I ended up having to set up my own wrappers that specifically replicate what with_span does:

  1. start the span (and track the span context it returns)
  2. call the tracer to set the span from 1. as the active span
  3. attach the context to get a token

Step 2 is the one that is critical to get the span to close on its own when calling end_span. However with only this one extra step, all future spans will be considered children of the span that was just closed rather than belonging to the parent previous to it that might still be open. So the third step and the following 4..6 steps are required for the span termination:

  1. reusing the span context from 1. and passing it to end_span's non-macro version
  2. setting the current context again
  3. detaching from the token

This makes it behave more in the way you'd expect and be in line with with_span.

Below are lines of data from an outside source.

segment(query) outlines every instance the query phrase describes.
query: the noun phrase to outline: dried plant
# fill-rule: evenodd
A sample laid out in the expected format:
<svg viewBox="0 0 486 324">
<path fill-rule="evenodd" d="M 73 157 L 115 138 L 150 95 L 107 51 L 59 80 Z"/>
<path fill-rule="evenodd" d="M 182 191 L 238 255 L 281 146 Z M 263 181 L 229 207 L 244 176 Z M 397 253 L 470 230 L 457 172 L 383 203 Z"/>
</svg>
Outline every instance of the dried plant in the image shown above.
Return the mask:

I know I've discussed these issues privately with @tsloughter recently, I don't know if he has better ideas of what to do about it rather than just keep that complexity in place or always advocate for with_span

bryannaegele commented 1 month ago

Python created a convenience function of start_as_current_span which we could look at adding. I'd rather we use any existing conventions from other langs where there's not something currently in the spec. I haven't done a survey of all languages, just happen to currently be working in some python code.

tsloughter commented 1 month ago

We can't have a start_as_current_span like Python. It is a context manager.

Exiting the context manager will call the span’s end method, as well as return the current span to its previous value by returning to the previous context.

So we can only offer with_span for anything that deals with contexts.

tsloughter commented 1 month ago

And actually, I think @tomwang57 is only referring to the Phoenix instrumentation not working correctly, right?

bryannaegele commented 1 month ago

I think he means "if I replace with_span with start and end".

For the start_as_current_span I mean to do that as a macro like Fred's wrappers but try to match naming in other langs if there's some consensus out there.

tomwang57 commented 1 month ago

And actually, I think @tomwang57 is only referring to the Phoenix instrumentation not working correctly, right?

Yes, I've no idea about what others said. My concern is there should be default span info(root span) output for each request. And with_span will add other sub-spans.

bryannaegele commented 1 month ago

The example linked repo is using bandit, not cowboy, so that is expected behavior right now. Please set your project to use cowboy.

If that's a fork of the current example, that is an error in there

tomwang57 commented 1 month ago

The example linked repo is using bandit, not cowboy, so that is expected behavior right now. Please set your project to use cowboy.

If that's a fork of the current example, that is an error in there

So is there any counterpart option for bandit like opentelemetry_bandit?

svrnm commented 1 month ago

@tomwang57 any reason why you closed this issue? This does not seem to be resolved?

tomwang57 commented 1 month ago

@tomwang57 any reason why you closed this issue? This does not seem to be resolved?

I used bandit, not cowboy. So as @bryannaegele said(https://github.com/open-telemetry/opentelemetry.io/issues/5289#issuecomment-2390357400), it's expected behavior.

svrnm commented 1 month ago

Ah thanks for clarification! Is it worth to add a note to the page such that others will not face the same issue?